The question before us is not whether artificial intelligence is capable. It demonstrably is. The question is whether the institutions entrusting it with consequential decisions have constructed any legitimate framework for what happens when it is wrong — and we find that they have not.
In the past eighteen months, algorithmic systems have been used to determine bail conditions, deny medical coverage, allocate educational resources, and flag individuals for financial investigation. In each domain the justification has been identical: efficiency, consistency, the removal of human bias.
These are not illegitimate goals. The error is not in the aspiration. The error is in the assumption that an opaque system producing consistent outcomes is preferable to a transparent system producing imperfect ones.
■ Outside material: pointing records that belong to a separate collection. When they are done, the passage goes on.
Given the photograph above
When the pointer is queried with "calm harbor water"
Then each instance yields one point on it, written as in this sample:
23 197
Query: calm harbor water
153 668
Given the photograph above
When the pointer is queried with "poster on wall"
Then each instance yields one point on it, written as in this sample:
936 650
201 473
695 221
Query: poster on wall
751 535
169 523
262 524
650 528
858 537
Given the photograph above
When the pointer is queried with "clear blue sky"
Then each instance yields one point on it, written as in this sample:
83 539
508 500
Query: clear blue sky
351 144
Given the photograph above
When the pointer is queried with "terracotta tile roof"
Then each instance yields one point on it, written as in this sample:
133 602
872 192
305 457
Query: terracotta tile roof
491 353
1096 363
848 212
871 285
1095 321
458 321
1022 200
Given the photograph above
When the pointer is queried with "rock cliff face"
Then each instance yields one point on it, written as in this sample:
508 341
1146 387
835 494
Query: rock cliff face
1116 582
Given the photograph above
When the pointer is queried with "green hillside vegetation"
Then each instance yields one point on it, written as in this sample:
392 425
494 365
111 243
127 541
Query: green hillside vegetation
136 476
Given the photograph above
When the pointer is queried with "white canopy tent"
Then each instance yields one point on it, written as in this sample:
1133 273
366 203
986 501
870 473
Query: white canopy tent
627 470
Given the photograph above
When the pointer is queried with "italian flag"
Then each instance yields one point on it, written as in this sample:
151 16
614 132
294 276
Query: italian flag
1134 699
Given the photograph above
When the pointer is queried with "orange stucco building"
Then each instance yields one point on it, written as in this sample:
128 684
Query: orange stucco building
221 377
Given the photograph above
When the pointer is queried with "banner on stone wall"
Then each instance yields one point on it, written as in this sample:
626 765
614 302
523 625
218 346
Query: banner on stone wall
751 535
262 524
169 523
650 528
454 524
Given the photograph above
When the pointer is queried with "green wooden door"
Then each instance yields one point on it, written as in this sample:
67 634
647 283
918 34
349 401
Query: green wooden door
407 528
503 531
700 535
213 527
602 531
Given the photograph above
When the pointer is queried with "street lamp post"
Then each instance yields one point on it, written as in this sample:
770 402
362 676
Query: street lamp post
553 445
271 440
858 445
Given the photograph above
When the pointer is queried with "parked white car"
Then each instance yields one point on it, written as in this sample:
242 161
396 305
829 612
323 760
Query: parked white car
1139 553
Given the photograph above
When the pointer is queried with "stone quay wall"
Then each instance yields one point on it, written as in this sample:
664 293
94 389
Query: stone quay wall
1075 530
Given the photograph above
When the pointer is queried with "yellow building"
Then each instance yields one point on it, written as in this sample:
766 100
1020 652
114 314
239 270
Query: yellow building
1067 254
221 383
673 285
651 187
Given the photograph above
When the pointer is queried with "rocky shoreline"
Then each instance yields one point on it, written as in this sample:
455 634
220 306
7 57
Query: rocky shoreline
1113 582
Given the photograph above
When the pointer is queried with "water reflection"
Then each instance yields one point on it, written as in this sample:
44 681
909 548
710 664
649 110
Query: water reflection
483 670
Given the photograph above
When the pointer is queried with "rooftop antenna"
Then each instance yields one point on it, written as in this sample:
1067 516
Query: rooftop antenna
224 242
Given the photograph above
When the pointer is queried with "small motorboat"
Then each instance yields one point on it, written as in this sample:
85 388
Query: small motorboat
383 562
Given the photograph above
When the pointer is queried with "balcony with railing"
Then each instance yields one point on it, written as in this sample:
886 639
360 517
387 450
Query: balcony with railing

Consistency without accountability is not justice. It is its simulation.
The institutions deploying these systems cannot, in the majority of cases, explain how a given decision was reached. They cannot be cross-examined. They cannot be held to account in any meaningful sense. The humans nominally overseeing them lack either the technical understanding to interrogate them or the institutional incentive to do so.
We find this arrangement structurally unsound. Not because artificial intelligence is untrustworthy in principle, but because no system — human or artificial — should hold power over consequential decisions without a clear and enforceable mechanism of accountability. That mechanism does not currently exist. Until it does, the delegation of judgment is a delegation of responsibility — and that is precisely what no institution is permitted to do.